Setting up EFK Stack on Kubernetes
- 14 minsHow to Setup EFK Stack on Kubernetes: A Step-by-Step Guide
Introduction
EFK (Elasticsearch, Fluentd, Kibana) is a powerful open-source stack for centralized log aggregation, analysis, and visualization. When managing multiple applications and services on Kubernetes, centralizing logs ensures better monitoring and troubleshooting.
This guide walks you through setting up the EFK stack on a Kubernetes cluster.
What is the EFK Stack?
- Elasticsearch: A distributed search and analytics engine that stores and retrieves large log volumes. It’s designed for scalability and efficiency.
- Fluentd: A flexible log collector that unifies data collection and forwards logs to various destinations like Elasticsearch.
- Kibana: A user-friendly interface for querying, visualizing, and analyzing log data.
Elasticsearch is optimized for managing unstructured log data, Fluentd serves as the log shipper, and Kibana provides visualization tools for better insights.
Architecture of EFK Stack
The EFK stack architecture for Kubernetes involves:
- Fluentd: Deployed as a DaemonSet to gather logs from all nodes. It forwards logs to the Elasticsearch endpoint.
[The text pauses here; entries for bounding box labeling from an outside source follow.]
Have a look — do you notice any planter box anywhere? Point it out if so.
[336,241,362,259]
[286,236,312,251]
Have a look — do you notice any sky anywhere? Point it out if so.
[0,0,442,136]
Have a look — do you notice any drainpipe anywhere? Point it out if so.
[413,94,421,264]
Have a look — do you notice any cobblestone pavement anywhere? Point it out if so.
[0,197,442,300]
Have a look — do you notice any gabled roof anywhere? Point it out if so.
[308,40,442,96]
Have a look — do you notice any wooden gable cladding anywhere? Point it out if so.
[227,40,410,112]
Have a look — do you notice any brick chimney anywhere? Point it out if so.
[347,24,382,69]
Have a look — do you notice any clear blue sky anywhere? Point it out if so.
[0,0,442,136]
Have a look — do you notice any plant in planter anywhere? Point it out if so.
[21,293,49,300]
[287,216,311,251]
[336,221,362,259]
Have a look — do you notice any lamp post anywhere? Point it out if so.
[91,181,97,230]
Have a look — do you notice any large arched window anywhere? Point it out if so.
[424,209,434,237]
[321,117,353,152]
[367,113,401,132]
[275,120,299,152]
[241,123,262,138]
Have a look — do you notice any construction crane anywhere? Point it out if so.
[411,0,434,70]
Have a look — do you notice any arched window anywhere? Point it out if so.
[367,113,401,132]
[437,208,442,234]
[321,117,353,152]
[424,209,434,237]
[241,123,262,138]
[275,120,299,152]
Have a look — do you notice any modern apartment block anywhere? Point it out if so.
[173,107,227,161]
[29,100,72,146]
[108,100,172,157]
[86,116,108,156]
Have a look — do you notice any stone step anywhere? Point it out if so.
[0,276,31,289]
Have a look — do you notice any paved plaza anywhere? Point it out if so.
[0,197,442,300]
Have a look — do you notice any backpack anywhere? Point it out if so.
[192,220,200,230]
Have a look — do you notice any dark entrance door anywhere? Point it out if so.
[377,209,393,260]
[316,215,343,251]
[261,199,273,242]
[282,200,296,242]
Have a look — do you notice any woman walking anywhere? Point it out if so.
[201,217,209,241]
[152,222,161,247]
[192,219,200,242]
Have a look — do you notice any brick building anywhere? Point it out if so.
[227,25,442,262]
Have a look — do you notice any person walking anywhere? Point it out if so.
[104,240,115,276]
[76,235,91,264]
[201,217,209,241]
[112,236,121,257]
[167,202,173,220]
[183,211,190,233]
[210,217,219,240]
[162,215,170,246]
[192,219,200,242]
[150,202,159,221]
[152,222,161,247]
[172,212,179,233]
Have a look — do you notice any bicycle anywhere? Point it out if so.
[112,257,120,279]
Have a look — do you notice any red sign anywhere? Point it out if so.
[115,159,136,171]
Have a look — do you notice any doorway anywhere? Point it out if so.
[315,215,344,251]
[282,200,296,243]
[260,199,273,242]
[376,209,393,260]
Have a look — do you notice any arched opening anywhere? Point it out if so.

- Elasticsearch: Deployed as a StatefulSet for persisting log data. It provides a service endpoint for Fluentd and Kibana.
- Kibana: Deployed as a Deployment to visualize the data stored in Elasticsearch.
High-Level Architecture
The deployment includes Fluentd for log collection, Elasticsearch for storage, and Kibana for visualization.
Step-by-Step Setup
-
You can clone https://github.com/guneycansanli/k8s-training.git and fond all yamls under kubernetes-efk-yamls directory.
-
Note: All the EFK components get deployed in the default namespace.
git clone https://github.com/guneycansanli/k8s-training.git
1. Deploy Elasticsearch StatefulSet
- This command installs the latest stable version of Argo Rollouts in the argo-rollouts namespace
Create a Headless Service
- Define the headless service (
es-svc.yaml
) for internal communication between Elasticsearch pods:
apiVersion: v1
kind: Service
metadata:
name: elasticsearch
spec:
selector:
app: elasticsearch
clusterIP: None
ports:
- port: 9200
name: rest
- port: 9300
name: inter-node
- Apply the service:
kubectl apply -f es-svc.yaml
- Before we begin creating the statefulset for elastic search, let’s recall that a statefulset requires a storage class defined beforehand using which it can create volumes whenever required.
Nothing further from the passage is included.